Pathology of the Condition

It was previously believed that ITBFS resulted from friction as occurs through anterior and posterior movement of the ITB in knee flexion and extension respectively. However recent research now identifies that strong fibrous bands of connective tissue around the distal portion of the ITB prevents this movement. Instead, it is now suggested that altering tension of the Tensor Fascia Latae and other hip musculature results in compressive forces around the lateral femoral epicondyle. Pain is therefore thought to result from repetitive compressive loads to the fat pad overlying the lateral epicondyle.

Contributing Factors

Generally speaking, ITBFS is predicated by poor sporting technique and biomechanical abnormalities.
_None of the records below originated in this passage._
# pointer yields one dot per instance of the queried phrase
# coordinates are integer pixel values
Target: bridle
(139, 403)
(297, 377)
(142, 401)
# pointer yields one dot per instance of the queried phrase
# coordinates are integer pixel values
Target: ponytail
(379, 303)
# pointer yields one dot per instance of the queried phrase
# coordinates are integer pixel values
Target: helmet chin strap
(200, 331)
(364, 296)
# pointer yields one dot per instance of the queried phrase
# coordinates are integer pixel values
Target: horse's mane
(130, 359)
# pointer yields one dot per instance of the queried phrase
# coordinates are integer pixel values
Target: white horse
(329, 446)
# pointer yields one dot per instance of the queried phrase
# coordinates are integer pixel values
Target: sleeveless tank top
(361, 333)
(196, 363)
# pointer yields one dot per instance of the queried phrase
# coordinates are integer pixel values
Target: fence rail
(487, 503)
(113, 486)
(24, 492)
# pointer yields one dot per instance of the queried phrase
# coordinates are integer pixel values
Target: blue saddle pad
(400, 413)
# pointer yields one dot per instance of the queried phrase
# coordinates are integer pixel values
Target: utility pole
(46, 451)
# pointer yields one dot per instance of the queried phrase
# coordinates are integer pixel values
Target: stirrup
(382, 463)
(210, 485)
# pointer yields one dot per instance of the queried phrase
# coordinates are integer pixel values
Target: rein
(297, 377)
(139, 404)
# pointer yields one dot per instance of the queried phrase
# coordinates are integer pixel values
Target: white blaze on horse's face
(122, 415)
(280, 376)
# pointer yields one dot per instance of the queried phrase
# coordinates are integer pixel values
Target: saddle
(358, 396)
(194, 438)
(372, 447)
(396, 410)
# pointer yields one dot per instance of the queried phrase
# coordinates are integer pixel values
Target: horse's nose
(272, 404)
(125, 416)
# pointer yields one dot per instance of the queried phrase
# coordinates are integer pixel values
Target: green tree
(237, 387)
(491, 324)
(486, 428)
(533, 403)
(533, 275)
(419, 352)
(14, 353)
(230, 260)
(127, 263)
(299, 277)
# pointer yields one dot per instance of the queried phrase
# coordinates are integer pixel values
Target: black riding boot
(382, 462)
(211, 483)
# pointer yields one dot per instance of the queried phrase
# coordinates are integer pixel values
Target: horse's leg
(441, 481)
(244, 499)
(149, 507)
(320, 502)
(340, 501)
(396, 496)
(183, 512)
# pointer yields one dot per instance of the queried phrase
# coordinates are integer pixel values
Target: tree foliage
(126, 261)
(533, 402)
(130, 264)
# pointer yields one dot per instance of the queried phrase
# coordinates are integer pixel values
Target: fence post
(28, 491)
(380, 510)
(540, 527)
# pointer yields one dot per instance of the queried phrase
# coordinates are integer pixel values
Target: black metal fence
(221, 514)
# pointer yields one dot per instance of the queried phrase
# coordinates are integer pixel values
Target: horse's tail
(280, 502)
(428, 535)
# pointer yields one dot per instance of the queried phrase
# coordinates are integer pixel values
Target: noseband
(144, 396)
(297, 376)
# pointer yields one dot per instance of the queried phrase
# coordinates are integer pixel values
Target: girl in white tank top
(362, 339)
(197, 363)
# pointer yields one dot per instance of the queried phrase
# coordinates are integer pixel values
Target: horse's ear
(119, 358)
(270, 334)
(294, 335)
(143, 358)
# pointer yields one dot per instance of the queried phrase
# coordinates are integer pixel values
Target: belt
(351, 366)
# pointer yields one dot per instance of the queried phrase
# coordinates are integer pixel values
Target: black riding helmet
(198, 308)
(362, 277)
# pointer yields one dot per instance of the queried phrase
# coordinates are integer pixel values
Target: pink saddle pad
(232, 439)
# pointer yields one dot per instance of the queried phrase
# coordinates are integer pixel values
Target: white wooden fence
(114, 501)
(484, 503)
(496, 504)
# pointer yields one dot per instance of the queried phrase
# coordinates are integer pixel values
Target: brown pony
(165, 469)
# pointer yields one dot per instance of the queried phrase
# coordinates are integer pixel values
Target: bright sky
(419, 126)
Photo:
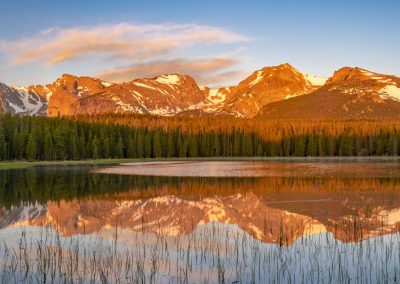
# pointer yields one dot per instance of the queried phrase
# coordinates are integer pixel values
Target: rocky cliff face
(268, 85)
(272, 92)
(350, 93)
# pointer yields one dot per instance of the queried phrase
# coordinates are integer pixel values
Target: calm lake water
(202, 221)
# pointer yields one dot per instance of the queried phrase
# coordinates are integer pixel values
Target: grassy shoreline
(7, 165)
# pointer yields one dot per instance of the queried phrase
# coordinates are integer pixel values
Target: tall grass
(216, 253)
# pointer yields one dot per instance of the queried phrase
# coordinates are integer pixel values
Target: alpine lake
(202, 221)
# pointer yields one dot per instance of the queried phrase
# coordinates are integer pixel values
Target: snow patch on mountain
(314, 80)
(106, 84)
(259, 77)
(168, 79)
(216, 97)
(392, 91)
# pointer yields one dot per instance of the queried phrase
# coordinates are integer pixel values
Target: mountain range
(277, 92)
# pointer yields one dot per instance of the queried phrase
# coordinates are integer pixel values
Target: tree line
(136, 136)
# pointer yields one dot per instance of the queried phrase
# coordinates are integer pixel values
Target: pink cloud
(214, 71)
(134, 41)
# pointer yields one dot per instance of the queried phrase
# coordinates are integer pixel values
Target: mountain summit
(272, 92)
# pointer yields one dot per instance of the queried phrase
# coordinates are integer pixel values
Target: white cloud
(206, 71)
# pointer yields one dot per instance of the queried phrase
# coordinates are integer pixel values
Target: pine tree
(157, 150)
(31, 147)
(170, 146)
(3, 144)
(311, 146)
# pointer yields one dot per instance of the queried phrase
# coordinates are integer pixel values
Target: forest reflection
(272, 209)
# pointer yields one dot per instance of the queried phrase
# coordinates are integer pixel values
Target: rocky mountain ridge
(271, 92)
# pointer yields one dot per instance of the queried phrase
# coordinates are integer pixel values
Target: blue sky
(217, 42)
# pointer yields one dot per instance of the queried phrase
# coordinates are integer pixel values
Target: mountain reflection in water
(277, 208)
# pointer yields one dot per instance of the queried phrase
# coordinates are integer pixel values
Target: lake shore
(7, 165)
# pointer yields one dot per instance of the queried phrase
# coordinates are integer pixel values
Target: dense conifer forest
(143, 136)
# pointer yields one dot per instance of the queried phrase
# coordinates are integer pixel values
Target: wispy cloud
(214, 71)
(134, 41)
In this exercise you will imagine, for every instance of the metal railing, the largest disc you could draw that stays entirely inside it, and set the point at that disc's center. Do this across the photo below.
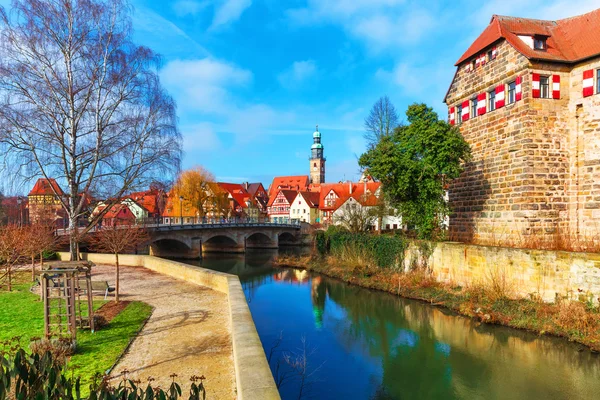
(205, 224)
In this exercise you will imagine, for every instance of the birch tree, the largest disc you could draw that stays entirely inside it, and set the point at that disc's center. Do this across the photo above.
(381, 122)
(81, 103)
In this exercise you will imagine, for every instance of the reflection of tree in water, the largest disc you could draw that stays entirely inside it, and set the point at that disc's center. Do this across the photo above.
(415, 363)
(318, 295)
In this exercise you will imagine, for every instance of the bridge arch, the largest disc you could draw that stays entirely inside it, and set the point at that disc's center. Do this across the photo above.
(174, 248)
(261, 240)
(221, 243)
(288, 239)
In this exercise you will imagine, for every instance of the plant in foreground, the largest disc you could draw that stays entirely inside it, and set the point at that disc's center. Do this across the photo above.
(36, 376)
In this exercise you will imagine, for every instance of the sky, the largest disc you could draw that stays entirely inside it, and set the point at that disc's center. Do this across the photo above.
(252, 78)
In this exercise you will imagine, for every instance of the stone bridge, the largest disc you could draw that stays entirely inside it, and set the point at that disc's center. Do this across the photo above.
(190, 240)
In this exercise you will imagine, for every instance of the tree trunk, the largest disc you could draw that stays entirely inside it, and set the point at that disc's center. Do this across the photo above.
(117, 278)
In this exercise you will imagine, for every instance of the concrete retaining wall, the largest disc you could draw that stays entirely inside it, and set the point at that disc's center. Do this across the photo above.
(254, 380)
(522, 272)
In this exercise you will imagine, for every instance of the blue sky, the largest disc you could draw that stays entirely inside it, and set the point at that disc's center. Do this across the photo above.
(253, 77)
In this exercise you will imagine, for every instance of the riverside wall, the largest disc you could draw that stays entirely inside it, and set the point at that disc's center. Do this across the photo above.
(254, 380)
(522, 272)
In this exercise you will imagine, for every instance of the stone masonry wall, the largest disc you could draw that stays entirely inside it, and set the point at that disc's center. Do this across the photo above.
(521, 184)
(584, 147)
(520, 272)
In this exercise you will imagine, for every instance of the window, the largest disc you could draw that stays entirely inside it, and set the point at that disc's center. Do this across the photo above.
(539, 43)
(512, 86)
(492, 100)
(545, 87)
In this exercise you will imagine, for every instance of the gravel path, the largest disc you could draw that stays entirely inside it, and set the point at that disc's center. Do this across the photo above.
(188, 333)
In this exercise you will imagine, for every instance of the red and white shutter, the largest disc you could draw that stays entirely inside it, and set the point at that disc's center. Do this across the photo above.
(481, 104)
(465, 111)
(518, 88)
(535, 86)
(500, 96)
(556, 87)
(588, 83)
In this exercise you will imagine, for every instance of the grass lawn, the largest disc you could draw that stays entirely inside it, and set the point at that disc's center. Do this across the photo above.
(22, 314)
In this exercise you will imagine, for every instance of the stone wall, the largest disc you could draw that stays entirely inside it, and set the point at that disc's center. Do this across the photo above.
(522, 272)
(536, 163)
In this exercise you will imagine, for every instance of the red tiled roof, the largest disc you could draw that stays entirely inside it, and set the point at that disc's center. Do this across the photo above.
(568, 40)
(148, 200)
(342, 190)
(311, 198)
(289, 195)
(43, 187)
(237, 192)
(297, 183)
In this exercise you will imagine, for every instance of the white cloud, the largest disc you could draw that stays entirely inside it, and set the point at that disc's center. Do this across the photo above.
(229, 11)
(380, 23)
(200, 138)
(162, 35)
(189, 7)
(204, 85)
(298, 74)
(208, 89)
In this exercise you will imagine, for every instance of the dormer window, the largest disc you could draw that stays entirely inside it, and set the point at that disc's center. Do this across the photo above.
(539, 43)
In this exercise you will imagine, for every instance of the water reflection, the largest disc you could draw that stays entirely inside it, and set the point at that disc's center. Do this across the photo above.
(375, 345)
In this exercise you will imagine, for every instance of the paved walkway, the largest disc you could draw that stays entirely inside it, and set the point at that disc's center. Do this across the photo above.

The biomechanical factors that can contribute to this pathology include:

  1. Weak Hip Abductors: This results in greater hip adduction during single-leg stance in walking and running. As a result, there is greater strain on the ITB and the structures underneath (Lavine 2010).
  2. Tight ITB: This is the most logical causative factor- as a tighter ITB means greater compression of the tissues underneath. Ober’s test often reveals tightness of the ITB and can produce a burning sensation. Further investigation is then required to determine whether this tightness results from proximal tightness of the TFL or Gluteus Maximus muscles, or distal over-development of the Vastus Lateralis (Brukner et. al 2012).
  3. Angle of Knee Flexion in Stance Phase: The compression generated by the ITB on lateral structures distally is greatest when the knee if flexed between 20-30 degrees. It is for this reason that running downhill and on uneven surfaces can severely exacerbate ITBFS. These activities require a greater amount of knee flexion during locomotion (Lavine 2010).

Treatment of ITB Friction Syndrome

Treatment should address not only the local pathology at the lateral knee, but also foot and hip biomechanics that could be contributing to greater stress on the ITB.

  1. In the case of acute exacerbation- ice, electrotherapy modalities and non-steroidal anti-inflammatory drugs may provide pain relief and limit inflammation.
  2. Soft-tissue treatment, such as dry needling, myofacial release and self-massage with the foam roller are all used to release tension in the ITB.
  3. Stretches of the ITB are regularly prescribed- but because the ITB has attachments along the length of the femur at the Linea Aspera these stretches are mostly ineffective. However, stretching of the TFL and of the Gluteus Maximus muscle can reduce tension in the ITB due to their insertions into this sheath.
  4. To continue on from the above point- trigger point therapy of the ITB and gluteal muscles can release tension in the ITB.
  5. Strengthening exercises of the hip abductors should also be prescribed in the presence of weakness. This can reduce the amount of hip adduction which may occur in single-leg stance and thereby reduce pressure on the lateral epicondyle by the ITB.
  6. If conservative management fails- surgical release may be indicated.

References:

Lavine, R 2010, ‘Illiotibial band friction syndrome’, Current reviews in musculoskeletal medicine, vol. 3, no. 1, pp. 18-25.

Brukner, P & Kahn, K 2012, ‘Brukner & Kahn’s Clinical Sports Medicine’, 4th edn, McGraw Hill, Sydney.